By Leon Symons
Speaking up for the Israel Defence Force is unlikely to win many friends — but it has turned one man into the most unlikely new star on YouTube.
Colonel Richard Kemp was the commander of British forces in Afghanistan in 2003 and even he admits he is surprised by his new-found fame.
A video of a talk he gave last month to the Jerusalem Centre for Public Affairs with the somewhat sombre title of “Hamas, the Gaza War and Accountability under International Law” has been viewed more than 7,000 times, and a BBC interview he conducted during the Gaza War in January has been seen 55,000 times.
In both, he said that the IDF did more to safeguard the welfare of civilians during Operation Cast Lead “than any other army in the history of warfare”.
It is a message he has been repeating since the war in Gaza in January.
So why is this former senior British army officer publicly defending the Israeli army?
“The moment the IDF starts to do anything around military operations, they are condemned by the media. I have seen it over many years and as a professional soldier, I object to that,” said Col Kemp this week.
“I have worked alongside some of their officers and I have studied what they do. I’m not saying this because I ‘love’ the IDF; it is completely wrong for soldiers to be condemned in the way they are.
“I want to give an objective view on what they are doing and about the criticism levelled against them.”
He worked closely with the IDF as commanding officer in Afghanistan, when he discovered there was no set way of dealing with suicide attacks.
“I developed a policy with considerable input from the IDF. That policy was then adopted across the army and was used in Iraq as well as Afghanistan. The US experienced a high level of suicide attacks in Iraq and to a lesser extent in Afghanistan. We had some experience but not like the Israelis,” he said.
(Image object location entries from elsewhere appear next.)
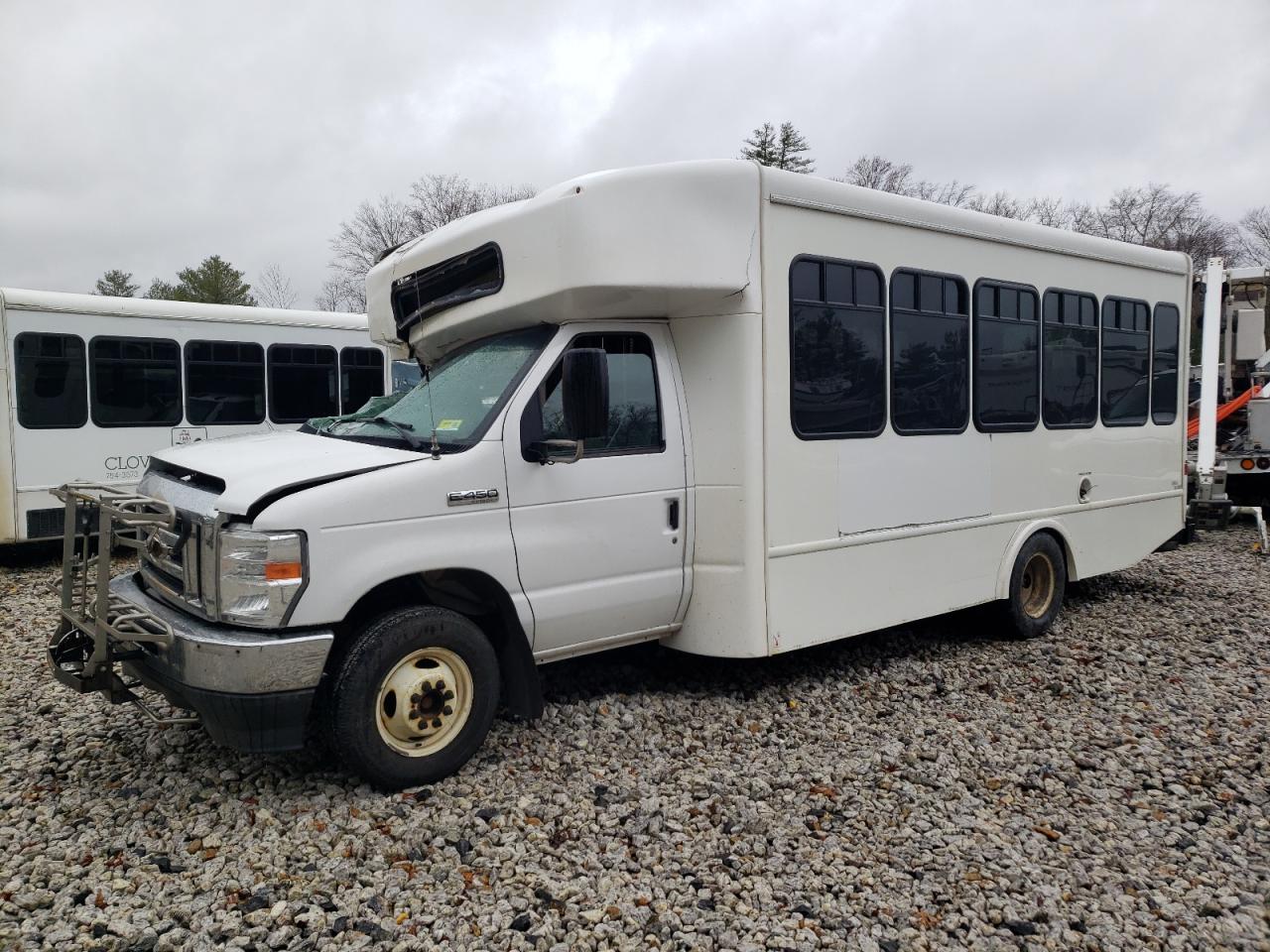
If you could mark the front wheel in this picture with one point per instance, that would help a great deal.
(414, 697)
(1037, 587)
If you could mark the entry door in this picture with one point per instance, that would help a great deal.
(599, 542)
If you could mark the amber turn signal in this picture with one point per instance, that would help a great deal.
(282, 571)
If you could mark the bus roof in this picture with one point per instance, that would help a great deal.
(667, 240)
(66, 302)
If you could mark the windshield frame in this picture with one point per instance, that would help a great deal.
(544, 334)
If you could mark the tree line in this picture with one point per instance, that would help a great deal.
(212, 282)
(1152, 214)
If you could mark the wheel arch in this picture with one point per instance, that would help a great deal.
(1025, 532)
(475, 595)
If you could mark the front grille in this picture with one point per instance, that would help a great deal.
(171, 562)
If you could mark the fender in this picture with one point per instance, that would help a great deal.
(1021, 535)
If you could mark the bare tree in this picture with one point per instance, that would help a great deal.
(883, 175)
(1159, 217)
(388, 222)
(1000, 203)
(440, 199)
(273, 289)
(1255, 235)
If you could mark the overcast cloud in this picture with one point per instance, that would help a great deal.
(149, 136)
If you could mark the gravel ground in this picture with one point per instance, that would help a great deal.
(1103, 787)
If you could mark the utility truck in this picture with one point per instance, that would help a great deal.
(731, 409)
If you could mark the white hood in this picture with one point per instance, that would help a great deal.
(259, 465)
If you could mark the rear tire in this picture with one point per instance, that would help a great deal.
(414, 697)
(1037, 587)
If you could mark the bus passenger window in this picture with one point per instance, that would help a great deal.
(361, 376)
(1125, 362)
(303, 382)
(135, 382)
(223, 382)
(1070, 359)
(930, 354)
(50, 381)
(837, 349)
(1006, 358)
(1164, 365)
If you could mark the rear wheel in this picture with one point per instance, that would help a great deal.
(1037, 585)
(414, 697)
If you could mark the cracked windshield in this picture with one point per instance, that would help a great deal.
(466, 389)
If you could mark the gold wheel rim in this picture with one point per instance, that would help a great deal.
(425, 701)
(1037, 588)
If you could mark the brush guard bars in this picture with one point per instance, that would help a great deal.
(99, 630)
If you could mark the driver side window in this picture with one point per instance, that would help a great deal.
(634, 409)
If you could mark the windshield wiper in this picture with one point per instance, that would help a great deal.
(404, 429)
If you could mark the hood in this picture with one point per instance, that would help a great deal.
(267, 463)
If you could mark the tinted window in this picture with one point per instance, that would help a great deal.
(930, 356)
(1125, 361)
(1006, 358)
(1070, 359)
(634, 412)
(1164, 365)
(361, 376)
(136, 382)
(223, 382)
(50, 382)
(837, 354)
(302, 382)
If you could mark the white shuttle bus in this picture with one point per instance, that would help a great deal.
(90, 386)
(731, 409)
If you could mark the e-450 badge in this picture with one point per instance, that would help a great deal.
(472, 497)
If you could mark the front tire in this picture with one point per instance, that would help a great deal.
(1037, 585)
(414, 697)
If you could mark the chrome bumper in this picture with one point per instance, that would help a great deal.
(223, 658)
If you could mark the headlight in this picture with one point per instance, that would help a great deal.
(261, 575)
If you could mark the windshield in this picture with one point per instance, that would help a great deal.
(467, 388)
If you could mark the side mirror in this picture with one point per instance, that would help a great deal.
(584, 393)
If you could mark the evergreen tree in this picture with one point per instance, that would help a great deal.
(780, 149)
(162, 291)
(789, 146)
(117, 284)
(213, 282)
(761, 145)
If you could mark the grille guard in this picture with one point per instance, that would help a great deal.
(98, 630)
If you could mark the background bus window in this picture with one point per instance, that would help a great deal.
(1164, 365)
(930, 353)
(1125, 362)
(405, 375)
(1070, 359)
(303, 382)
(136, 382)
(361, 376)
(1006, 358)
(837, 345)
(223, 382)
(50, 381)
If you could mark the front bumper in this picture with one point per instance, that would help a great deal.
(252, 689)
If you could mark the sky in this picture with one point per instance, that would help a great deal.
(146, 136)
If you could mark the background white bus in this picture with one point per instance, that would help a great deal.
(90, 386)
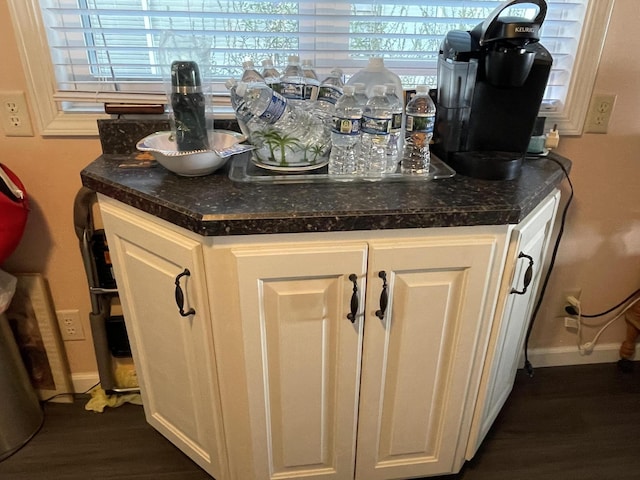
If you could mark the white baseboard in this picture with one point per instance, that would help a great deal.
(561, 356)
(84, 381)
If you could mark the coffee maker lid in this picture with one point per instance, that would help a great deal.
(516, 29)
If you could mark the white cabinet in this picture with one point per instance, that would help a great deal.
(327, 356)
(385, 395)
(523, 271)
(172, 353)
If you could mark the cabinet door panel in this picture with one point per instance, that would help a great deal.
(417, 360)
(173, 354)
(302, 357)
(530, 238)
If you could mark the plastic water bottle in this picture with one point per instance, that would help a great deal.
(270, 110)
(345, 135)
(292, 81)
(395, 141)
(329, 93)
(376, 125)
(250, 74)
(270, 74)
(360, 93)
(243, 115)
(375, 73)
(311, 80)
(420, 119)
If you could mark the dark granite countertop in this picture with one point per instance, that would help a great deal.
(215, 205)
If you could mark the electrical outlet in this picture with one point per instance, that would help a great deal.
(70, 325)
(15, 115)
(570, 322)
(599, 113)
(562, 313)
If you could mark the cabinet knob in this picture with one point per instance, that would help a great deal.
(354, 298)
(180, 295)
(384, 295)
(527, 275)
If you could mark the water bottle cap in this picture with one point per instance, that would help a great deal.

“In recent years, the fighting the Israelis have done in Lebanon and Gaza and elsewhere is very relevant to the kind of fighting that British forces have been doing since 2001 in Afghanistan and Iraq, as well as coping with our own terrorist problems at home.”
He said the IDF experience was rarely mentioned by fellow officers, most of whom have had little contact with it.
“If I’m asked about my views of what the IDF is, or to interpret what they are doing, I am more than happy to give them,” said Col Kemp, who has written several articles for the JC.
“Like every army, the IDF has got its problems. They can of course improve on the way they do things but so can the British Army. Look at some of the horrendous things the British Army is doing, terrible things in Iraq that should not have been allowed.
“Of course mistakes are made and things happen but this is a democratically accountable government. I try to make my view objective.
“A lot of people have an agenda and try to cast doubt on the IDF’s legality.”
Col Kemp, 50, joined the army straight from school in 1977 and retired after 30 years’ service in almost every war Britain has been involved in since he signed up, including both Gulf wars, Iraq, Bosnia and Northern Ireland.
He has even included references to the IDF’s advice on suicide attacks in a new non-fiction book called Attack State Red, due to be published in September, that gives an insight to the ordinary man in the street into what battle is like for soldiers.